Personal information
- Full name: Duncan John Richardson Martindale
- Born: 13 December 1963 (age 62) Harrogate, Yorkshire, England
- Batting: Right-handed
- Bowling: Right-arm off break

Domestic team information
- 1992–1993: Herefordshire
- 1985–1991: Nottinghamshire

Career statistics
| Competition | First-class | List A |
| Matches | 55 | 19 |
| Runs scored | 1,861 | 343 |
| Batting average | 24.81 | 26.38 |
| 100s/50s | 4/7 | –/1 |
| Top score | 138 | 53 |
| Balls bowled | 12 | – |
| Wickets | – | – |
| Bowling average | – | – |
| 5 wickets in innings | – | – |
| 10 wickets in match | – | – |
| Best bowling | – | – |
| Catches/stumpings | 23/– | 5/– |
- Source: Cricinfo, 22 August 2011

= Duncan Martindale =

English cricketer (born 1963)

Duncan John Richardson Martindale (born 13 December 1963) is a former English cricketer. Martindale was a right-handed batsman who bowled right-arm off break. He was born in Harrogate, Yorkshire.

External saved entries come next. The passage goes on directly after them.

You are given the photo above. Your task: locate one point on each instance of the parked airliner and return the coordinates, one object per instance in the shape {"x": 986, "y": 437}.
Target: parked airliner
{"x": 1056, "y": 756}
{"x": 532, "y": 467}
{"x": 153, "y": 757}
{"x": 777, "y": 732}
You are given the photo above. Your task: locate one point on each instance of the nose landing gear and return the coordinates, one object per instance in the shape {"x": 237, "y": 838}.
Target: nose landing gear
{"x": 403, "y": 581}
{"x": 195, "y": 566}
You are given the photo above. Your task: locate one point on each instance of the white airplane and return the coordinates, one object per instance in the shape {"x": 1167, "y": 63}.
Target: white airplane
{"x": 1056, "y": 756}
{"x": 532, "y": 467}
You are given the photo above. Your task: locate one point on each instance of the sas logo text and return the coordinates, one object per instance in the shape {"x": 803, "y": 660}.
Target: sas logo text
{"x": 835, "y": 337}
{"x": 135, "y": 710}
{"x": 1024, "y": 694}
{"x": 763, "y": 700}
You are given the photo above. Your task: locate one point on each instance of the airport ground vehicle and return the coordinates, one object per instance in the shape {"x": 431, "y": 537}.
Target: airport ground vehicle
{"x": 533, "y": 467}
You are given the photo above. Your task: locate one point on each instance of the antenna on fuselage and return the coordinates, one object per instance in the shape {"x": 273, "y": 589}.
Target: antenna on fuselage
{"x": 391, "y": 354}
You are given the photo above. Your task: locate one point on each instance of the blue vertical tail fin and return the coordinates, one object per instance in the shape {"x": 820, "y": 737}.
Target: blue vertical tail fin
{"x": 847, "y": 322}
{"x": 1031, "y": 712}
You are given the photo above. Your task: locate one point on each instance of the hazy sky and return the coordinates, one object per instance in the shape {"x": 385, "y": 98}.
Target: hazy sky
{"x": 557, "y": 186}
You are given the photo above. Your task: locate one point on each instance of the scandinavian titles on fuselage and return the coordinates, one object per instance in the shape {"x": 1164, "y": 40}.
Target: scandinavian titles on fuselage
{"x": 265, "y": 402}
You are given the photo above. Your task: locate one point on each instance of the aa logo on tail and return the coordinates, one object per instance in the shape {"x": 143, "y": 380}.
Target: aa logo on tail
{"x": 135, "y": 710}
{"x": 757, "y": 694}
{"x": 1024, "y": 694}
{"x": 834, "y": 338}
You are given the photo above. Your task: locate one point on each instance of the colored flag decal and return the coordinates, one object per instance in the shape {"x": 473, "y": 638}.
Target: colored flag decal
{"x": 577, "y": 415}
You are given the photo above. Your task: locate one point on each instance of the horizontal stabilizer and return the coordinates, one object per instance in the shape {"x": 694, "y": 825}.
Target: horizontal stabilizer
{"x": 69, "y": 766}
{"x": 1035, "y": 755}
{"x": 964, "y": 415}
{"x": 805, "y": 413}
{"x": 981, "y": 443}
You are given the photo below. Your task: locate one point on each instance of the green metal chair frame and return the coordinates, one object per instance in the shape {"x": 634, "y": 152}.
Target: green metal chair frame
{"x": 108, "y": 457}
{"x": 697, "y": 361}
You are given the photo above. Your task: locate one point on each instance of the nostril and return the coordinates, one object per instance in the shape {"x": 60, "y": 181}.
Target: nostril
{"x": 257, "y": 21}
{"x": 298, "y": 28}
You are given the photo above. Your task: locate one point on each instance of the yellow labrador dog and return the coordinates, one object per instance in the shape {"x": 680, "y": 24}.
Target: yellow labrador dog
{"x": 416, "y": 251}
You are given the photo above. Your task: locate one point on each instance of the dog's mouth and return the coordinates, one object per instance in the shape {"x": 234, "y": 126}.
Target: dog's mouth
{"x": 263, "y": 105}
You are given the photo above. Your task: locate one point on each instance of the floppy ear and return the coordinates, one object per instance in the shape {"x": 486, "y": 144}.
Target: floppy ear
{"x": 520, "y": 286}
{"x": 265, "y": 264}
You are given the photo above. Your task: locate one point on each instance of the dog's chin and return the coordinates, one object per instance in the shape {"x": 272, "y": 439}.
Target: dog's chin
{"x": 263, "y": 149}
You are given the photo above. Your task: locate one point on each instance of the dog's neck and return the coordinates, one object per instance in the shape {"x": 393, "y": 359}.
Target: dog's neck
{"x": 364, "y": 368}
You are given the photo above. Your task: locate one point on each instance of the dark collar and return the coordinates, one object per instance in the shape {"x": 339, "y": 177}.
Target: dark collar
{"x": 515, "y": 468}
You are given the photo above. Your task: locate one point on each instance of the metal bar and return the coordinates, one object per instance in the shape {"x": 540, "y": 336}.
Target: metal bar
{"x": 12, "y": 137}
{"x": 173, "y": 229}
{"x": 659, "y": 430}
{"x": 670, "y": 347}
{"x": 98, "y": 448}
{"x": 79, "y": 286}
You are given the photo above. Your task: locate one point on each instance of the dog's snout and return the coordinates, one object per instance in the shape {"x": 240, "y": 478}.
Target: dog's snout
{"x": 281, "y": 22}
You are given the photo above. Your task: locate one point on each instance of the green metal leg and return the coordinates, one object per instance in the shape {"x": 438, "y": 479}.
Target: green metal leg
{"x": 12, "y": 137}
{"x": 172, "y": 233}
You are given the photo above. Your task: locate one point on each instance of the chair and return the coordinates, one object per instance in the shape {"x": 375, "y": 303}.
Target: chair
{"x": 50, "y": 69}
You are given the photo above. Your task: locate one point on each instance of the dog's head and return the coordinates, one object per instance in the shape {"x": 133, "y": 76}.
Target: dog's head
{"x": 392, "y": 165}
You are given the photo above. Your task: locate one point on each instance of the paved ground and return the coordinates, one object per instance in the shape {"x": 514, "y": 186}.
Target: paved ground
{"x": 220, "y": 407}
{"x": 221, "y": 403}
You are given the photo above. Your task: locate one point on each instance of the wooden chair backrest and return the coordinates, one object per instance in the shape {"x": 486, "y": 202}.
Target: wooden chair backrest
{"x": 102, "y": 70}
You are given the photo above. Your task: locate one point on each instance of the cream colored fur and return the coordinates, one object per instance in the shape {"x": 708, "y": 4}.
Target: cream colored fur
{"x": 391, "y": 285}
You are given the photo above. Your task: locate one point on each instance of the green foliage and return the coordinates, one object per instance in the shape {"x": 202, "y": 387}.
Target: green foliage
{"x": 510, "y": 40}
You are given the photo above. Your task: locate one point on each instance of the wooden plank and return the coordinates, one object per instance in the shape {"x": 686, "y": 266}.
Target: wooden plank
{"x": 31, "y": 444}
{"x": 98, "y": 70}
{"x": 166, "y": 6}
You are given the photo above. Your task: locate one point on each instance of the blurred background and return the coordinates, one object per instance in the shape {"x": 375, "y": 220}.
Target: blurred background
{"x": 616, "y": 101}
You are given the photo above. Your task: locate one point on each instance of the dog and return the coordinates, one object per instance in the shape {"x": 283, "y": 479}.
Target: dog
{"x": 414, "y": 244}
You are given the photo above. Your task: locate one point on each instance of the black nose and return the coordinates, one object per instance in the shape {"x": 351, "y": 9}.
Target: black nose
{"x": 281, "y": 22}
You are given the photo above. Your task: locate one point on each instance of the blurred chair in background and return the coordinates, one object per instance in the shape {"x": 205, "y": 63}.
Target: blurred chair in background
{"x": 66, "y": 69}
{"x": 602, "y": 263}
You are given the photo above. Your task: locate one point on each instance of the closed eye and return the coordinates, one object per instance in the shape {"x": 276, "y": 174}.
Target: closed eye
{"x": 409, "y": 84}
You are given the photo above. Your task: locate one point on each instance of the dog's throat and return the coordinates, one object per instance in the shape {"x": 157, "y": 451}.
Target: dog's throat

Martindale made his first-class debut for Nottinghamshire against Yorkshire in the 1985 County Championship. He made 54 further first-class appearances, the last of which came against Oxford University in 1991. In his 55 first-class appearances, he scored 1,861 runs at an average of 24.81, with seven fifties and four centuries. His highest first-class score of 138 came against Cambridge University in 1990. He made his List A debut for the county in the final of the 1985 NatWest Trophy against Essex at Lord's, which Essex won by a single run, despite an unbeaten 20 by Martindale in Nottinghamshire's chase. He made a further 18 List A appearances for the county, the last of which came against Worcestershire in the 1990 Benson & Hedges Cup. In his 19 List A matches, he scored 343 at an average of 26.38, with a high score of 53. This score, his only List A fifty, came against Northamptonshire in the 1989 Refuge Assurance League. He left Nottinghamshire at the end of the 1991 season.

For the 1992 season he joined Herefordshire, making his debut against Shropshire in the MCCA Knockout Trophy. He played Minor counties cricket for Herefordshire in 1992 and 1993, making seven Minor Counties Championship appearances and three in the MCCA Knockout Trophy.

==Personal life==
His son Ben made his List A debut for Notts during the 2022 season in the Royal London Cup.